Bookish Spring Cleaning?: Some Tips For Pruning Your Collection
Image via Tumblr
It's that time of the year again – time to de-clutter your life, fix things you've been meaning to fix, clean hard-to-reach areas you're only motivated to wrestle with like twice a year, and maybe even donate that rack of clothes sitting in the back of your closet, unloved and unworn. Ah, Spring Cleaning.
For book lovers, it can also mean it's time to de-clutter the shelves. Do you have piles of books everywhere, stacked precariously in an organized mess? It might be time to shake things up and trim the collection down. Here are some ideas for making your collection more manageable, and maybe even more meaningful.
And before anyone sends me a snooty comment: I'm not saying you have to prune your collection. If you don't want to, then don't. But maybe consider re-organizing it, building or buying new shelves to replace the piles lying around the house, giving everyone stubbed toes and looming over your small pets, or maybe even putting some of them away in storage somewhere. The general idea is to de-clutter – get some more breathing room!
Replace a pile with a potted plant. Or a pretty lamp.
Back to our regularly scheduled pruning tips: these three are my go-tos when it's time for me to trim my collection down or make room for new books. Afterwards, take those old books and donate them someplace, give them away to fellow readers on Twitter, or trade them at your local used bookshop. Feel free to share any additional tips of your own in addition to mine.
Be Shallow: Not sure where to even start, and not particularly attached to most of your collection, but more the look of it? I dig – it's valid, it's cool. Just take a look at everything and decide based on how they look on your shelves, and/or which ones you wanna hit up again. Keep the ones that look beautiful and make you feel good about looking at your shelves, as well as the tried-and-true, always good for it reads that you can pick up over and over. Personally, I love the way hardbacks look on my shelf, and I have a much easier time letting go of gently loved mass paperbacks when it's time to prune.
Photo via Master Organizing
Make a Rainbow: Reorganize all of your books by color, and cut according to which sections are much larger than others. Too many books with blue covers compared with the yellows and greens? Overwhelming black or purple section? That's where you can set your sights and narrow down the pool to chuck from. When you're done, you'll have a beautiful rainbow installed in your shelves. A nice, even, satisfying rainbow.
Of course, this idea could backfire drastically. Only a handful of greens to your armfuls of reds? Just buy more greens to fill it in a little! Yeah, I know – this one's a tough call.
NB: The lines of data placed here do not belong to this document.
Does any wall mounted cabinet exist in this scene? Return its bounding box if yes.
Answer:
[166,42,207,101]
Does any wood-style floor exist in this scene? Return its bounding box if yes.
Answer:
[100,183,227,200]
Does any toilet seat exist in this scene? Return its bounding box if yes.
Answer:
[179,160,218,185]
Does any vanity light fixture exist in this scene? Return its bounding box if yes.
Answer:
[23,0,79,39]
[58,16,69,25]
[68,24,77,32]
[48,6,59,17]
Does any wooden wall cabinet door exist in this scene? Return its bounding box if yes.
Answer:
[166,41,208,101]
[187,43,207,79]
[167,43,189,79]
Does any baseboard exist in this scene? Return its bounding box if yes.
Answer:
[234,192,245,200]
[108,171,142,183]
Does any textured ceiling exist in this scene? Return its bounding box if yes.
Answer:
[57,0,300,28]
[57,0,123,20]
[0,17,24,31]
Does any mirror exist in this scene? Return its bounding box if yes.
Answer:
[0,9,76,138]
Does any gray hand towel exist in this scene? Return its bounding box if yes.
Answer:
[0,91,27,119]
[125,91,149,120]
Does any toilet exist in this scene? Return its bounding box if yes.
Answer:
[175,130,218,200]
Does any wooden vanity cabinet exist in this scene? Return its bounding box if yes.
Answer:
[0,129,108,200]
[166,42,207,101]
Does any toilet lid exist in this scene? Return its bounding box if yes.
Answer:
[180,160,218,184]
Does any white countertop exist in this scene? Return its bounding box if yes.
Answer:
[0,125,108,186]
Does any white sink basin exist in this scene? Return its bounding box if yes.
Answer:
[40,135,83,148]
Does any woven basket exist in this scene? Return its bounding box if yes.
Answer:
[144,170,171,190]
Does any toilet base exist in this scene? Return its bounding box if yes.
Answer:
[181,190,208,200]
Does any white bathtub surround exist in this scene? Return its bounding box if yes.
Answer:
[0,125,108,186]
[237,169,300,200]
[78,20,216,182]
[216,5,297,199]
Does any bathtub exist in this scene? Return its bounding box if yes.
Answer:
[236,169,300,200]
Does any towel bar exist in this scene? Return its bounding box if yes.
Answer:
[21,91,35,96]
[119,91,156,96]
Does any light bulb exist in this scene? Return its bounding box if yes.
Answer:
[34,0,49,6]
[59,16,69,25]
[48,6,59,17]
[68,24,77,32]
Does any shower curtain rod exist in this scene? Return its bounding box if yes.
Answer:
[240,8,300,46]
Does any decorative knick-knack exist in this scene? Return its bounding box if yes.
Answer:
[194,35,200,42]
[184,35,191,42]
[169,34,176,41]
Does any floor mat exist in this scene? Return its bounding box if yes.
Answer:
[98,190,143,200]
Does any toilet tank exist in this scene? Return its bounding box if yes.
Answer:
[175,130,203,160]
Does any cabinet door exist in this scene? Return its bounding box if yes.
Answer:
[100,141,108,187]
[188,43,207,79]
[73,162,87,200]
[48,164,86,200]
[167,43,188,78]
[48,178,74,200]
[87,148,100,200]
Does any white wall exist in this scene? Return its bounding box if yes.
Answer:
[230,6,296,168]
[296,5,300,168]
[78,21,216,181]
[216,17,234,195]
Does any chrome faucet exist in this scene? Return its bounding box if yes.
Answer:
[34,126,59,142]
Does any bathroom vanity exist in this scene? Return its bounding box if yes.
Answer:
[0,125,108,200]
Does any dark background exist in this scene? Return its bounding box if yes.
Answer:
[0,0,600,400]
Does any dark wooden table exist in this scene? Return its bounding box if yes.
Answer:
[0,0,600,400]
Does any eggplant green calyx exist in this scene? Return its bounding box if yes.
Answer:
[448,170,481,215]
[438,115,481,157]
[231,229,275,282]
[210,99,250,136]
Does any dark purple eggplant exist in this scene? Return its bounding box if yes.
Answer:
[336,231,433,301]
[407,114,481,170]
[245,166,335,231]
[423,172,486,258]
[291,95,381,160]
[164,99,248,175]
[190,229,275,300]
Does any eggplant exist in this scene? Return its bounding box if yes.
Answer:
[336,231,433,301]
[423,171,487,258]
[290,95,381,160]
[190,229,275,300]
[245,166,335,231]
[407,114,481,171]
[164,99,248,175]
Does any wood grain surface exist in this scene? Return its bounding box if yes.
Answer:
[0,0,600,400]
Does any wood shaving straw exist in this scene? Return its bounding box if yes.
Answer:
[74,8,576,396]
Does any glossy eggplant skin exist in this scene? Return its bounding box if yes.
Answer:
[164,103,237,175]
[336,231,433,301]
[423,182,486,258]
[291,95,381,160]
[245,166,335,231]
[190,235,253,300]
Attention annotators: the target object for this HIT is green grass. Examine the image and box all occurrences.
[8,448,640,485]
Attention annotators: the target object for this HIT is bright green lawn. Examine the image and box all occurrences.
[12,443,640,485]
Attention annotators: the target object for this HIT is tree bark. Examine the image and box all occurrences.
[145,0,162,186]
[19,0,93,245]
Quick Draw: Consider every book in your collection – every single book – one by one. Grab it, stare at it or flip through it for 30 seconds or so (the time limit is important) and judge for yourself whether you remember what it's about, or whether it had any significant impact on you, or if you have any generally fond feelings about it. Can't remember a thing about that book, or feel generally "meh," or "ugh," or "bleh" about it? Toss it in the pruning pile. Keep the books that moved you, or made you laugh, or otherwise had a good effect on you. Fill your shelves with good feelings.